Haven’t we been having a wonderful winter? The cold has kept the botanical world in a deep slumber. Nothing stirs in our gardens except little flocks of songbirds. Our gardens are mostly monochrome grey with only the darkest of greens providing any variation. There is little for the gardener to do outdoors, so when he does venture out he has the leisure to take in the subtleties of winter’s garden beauties. There is yet much beauty to be seen in our garden, but only if we pause to look and see.

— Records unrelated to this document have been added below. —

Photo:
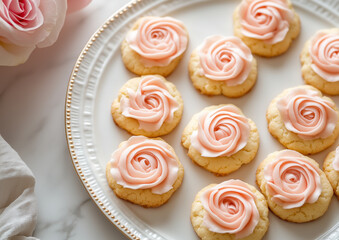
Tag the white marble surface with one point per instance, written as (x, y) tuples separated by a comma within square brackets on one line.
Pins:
[(32, 98)]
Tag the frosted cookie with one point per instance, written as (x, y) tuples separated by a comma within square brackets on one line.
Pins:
[(267, 27), (230, 210), (221, 139), (294, 186), (331, 169), (223, 65), (154, 45), (320, 61), (148, 105), (303, 120), (144, 171)]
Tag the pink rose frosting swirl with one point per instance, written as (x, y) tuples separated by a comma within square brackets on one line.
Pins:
[(305, 113), (143, 163), (335, 162), (222, 132), (225, 59), (292, 180), (267, 20), (158, 40), (230, 208), (151, 104), (324, 51)]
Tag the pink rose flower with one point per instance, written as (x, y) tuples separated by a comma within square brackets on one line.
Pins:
[(27, 24)]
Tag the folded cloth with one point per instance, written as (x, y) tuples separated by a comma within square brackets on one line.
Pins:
[(18, 212)]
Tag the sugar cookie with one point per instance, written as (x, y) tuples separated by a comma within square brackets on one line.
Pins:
[(148, 105), (144, 171), (294, 186), (221, 139), (154, 45), (267, 27), (230, 210), (303, 120), (223, 65)]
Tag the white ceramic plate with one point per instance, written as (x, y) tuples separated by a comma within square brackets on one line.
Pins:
[(99, 73)]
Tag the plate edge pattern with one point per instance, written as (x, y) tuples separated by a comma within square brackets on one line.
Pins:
[(320, 6)]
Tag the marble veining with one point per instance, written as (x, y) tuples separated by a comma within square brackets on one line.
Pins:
[(32, 100)]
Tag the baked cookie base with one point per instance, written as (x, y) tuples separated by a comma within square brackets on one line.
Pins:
[(198, 213), (261, 48), (221, 166), (290, 139), (331, 174), (211, 87), (132, 125), (144, 197), (306, 213), (311, 77)]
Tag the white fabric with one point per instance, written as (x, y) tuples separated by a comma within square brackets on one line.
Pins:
[(18, 212)]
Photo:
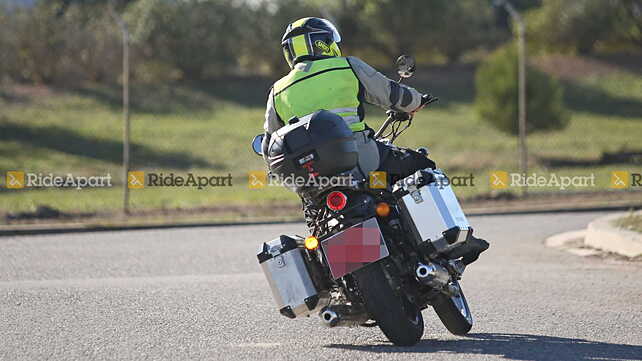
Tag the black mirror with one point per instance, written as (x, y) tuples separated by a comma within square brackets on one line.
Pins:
[(405, 66), (257, 144)]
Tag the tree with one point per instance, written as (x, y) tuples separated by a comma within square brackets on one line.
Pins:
[(581, 25), (496, 95)]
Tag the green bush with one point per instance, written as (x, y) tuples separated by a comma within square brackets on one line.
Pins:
[(496, 97)]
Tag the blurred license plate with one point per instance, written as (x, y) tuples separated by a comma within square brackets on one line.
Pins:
[(354, 248)]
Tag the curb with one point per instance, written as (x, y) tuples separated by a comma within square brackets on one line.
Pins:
[(603, 235), (24, 230)]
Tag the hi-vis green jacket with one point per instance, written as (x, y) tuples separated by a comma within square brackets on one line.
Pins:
[(340, 85)]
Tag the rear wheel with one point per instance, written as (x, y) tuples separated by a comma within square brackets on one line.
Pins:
[(454, 313), (398, 318)]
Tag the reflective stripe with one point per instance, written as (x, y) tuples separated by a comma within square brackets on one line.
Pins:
[(352, 119), (344, 110), (299, 45)]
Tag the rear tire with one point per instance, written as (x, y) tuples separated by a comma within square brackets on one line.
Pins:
[(454, 312), (399, 319)]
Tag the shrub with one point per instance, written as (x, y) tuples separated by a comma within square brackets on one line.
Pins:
[(496, 97)]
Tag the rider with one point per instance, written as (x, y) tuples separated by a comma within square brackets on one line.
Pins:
[(322, 79)]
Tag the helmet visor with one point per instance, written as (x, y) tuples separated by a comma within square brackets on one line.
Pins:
[(335, 33)]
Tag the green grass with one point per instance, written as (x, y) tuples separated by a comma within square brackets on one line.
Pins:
[(207, 130), (631, 222)]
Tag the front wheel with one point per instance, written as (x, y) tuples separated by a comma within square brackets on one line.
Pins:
[(398, 318), (454, 313)]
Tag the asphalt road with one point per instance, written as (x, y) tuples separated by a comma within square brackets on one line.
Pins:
[(198, 294)]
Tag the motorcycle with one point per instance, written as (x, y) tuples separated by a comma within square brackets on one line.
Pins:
[(378, 253)]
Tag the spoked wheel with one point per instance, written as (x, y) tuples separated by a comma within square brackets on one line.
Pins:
[(454, 312), (398, 318)]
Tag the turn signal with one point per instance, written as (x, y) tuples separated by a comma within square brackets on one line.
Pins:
[(383, 209), (311, 243)]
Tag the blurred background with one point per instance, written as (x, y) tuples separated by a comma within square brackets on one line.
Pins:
[(201, 71)]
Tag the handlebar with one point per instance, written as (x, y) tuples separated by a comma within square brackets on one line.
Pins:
[(397, 116)]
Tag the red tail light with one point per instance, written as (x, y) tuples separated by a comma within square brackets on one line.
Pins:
[(336, 200)]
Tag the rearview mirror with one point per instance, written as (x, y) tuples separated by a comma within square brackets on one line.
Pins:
[(257, 144), (405, 66)]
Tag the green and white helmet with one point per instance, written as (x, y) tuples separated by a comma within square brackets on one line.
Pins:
[(310, 38)]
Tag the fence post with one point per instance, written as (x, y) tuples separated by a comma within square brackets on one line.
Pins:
[(126, 119)]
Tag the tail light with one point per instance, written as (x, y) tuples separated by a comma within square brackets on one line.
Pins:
[(336, 200)]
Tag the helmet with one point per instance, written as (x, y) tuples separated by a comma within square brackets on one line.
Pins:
[(310, 38)]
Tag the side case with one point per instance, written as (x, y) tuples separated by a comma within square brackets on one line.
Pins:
[(285, 269)]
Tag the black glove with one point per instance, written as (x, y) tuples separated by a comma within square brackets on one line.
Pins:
[(427, 99)]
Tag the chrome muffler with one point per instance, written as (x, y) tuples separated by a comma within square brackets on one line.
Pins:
[(433, 275), (342, 315)]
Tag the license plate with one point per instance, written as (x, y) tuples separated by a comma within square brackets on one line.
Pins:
[(354, 248)]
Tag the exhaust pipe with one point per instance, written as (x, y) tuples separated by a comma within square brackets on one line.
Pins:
[(432, 274), (342, 315)]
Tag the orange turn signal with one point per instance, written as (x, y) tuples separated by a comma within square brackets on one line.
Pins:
[(311, 243), (383, 209)]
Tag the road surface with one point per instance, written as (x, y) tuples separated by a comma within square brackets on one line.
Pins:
[(198, 293)]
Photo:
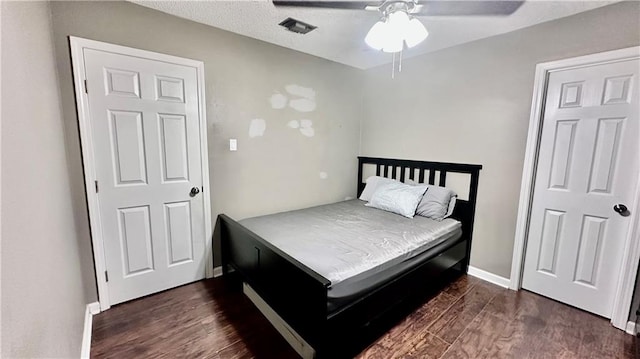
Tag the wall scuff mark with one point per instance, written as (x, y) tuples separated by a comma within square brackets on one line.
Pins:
[(278, 101), (257, 128)]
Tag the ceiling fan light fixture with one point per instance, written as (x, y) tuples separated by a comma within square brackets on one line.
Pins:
[(396, 28), (376, 37)]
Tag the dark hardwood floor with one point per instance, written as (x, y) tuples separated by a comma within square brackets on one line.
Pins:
[(468, 319)]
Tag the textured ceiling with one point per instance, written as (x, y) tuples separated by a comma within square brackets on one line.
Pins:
[(340, 33)]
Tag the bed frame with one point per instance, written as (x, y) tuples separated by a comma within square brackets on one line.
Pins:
[(299, 295)]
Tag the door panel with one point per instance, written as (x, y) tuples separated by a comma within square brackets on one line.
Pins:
[(146, 133), (588, 162)]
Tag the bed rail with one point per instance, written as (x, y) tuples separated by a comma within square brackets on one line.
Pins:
[(296, 292)]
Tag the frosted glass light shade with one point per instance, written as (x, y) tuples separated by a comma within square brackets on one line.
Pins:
[(390, 34), (416, 33), (376, 37)]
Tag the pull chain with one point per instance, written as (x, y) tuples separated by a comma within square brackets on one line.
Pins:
[(393, 66)]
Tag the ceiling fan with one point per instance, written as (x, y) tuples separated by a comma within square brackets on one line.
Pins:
[(399, 26), (418, 7)]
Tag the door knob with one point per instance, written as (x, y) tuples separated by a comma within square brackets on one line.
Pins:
[(621, 209)]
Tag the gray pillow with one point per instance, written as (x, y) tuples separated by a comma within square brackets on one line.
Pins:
[(397, 197), (372, 184), (437, 203)]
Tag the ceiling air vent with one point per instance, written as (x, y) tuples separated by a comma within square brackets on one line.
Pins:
[(297, 26)]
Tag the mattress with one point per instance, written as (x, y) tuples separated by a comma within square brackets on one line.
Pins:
[(349, 240)]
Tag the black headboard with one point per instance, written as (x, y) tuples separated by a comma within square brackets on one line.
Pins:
[(417, 171)]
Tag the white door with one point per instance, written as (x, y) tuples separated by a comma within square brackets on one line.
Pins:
[(145, 127), (588, 163)]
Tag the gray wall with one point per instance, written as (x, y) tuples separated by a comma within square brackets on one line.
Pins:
[(277, 171), (471, 103), (43, 296)]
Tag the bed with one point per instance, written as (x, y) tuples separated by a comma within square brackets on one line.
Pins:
[(323, 292)]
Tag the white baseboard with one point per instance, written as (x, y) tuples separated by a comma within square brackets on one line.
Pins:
[(489, 277), (90, 311), (631, 328), (291, 336)]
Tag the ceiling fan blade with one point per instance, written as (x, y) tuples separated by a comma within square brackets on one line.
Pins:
[(352, 5), (467, 8)]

This is how Elizabeth Lawrence put it in her fine book “Gardens in Winter”.
“How beautiful it is when the pattern of the garden becomes clear again; when no leaves blur the long straight line or gentle curve, or the restful circle laid on the square; when levels are sharply defined, and intervals between steps have the rhythm of falling water; when hidden nests are revealed, distant tree tops unveiled, and lost vistas regained.” She went on to quote a line of poetry from the Victorian poet Coventry Patmore, “Sweeter yet than dream or song of summer or spring are winter’s sometime smiles”.
One of the sweet smiles of a winter garden is Wintersweet (Chimonanthus praecox). Wintersweet is a large deciduos shrub or small tree of informal habit with attractive dark green, long, pointed leaves. It is a vigorous plant growing 13 ft . If you come across it in a winter garden, it will likely be the only tree in bloom. On bright winter days its brilliant yellow flowers on bare stems stand out against the clear blue skies of winter.
But it is wintersweet’s strongly scented flowers, produced in our coldest months, that are the attraction. It is one of the first of our trees to bloom each year, thus it’s species name Praecox meaning- precocious. The flowers ( about 3/4 – 1 inch across) grow along Wintersweet’s branches and look like yellow, cupped stars with red centers. As a bonus, the flowering branches provide a delightful fragrance in the garden on winter days or when cut and brought indoors.
Wintersweet does well here in Nacogdoches County. I’m not for sure how well it might do southward towards Houston, since it does need some cold weather to bloom and be happy. It also needs a sunny spot to perform at its best. Unlike many of our small trees, it is not happy growing in the deep shade of oaks and pines. Put Wintersweet somewhere where it will get several hours of full sun each day.
If you can find space for this little tree, it is sure to brighten the winter days in your garden. Ask your local nurserymen for Wintersweet; but if they should not stock them, try mail order nurseries like Forest Farm in Oregon or Woodlanders in North Carolina. It is sometimes sold as Chimonanthus praecox ‘Grandiflorus’ or Large-flowered Wintersweet and C. praecox ‘Luteus’. But simple Wintersweet, as opposed to these fancier ones, will make a fine tree.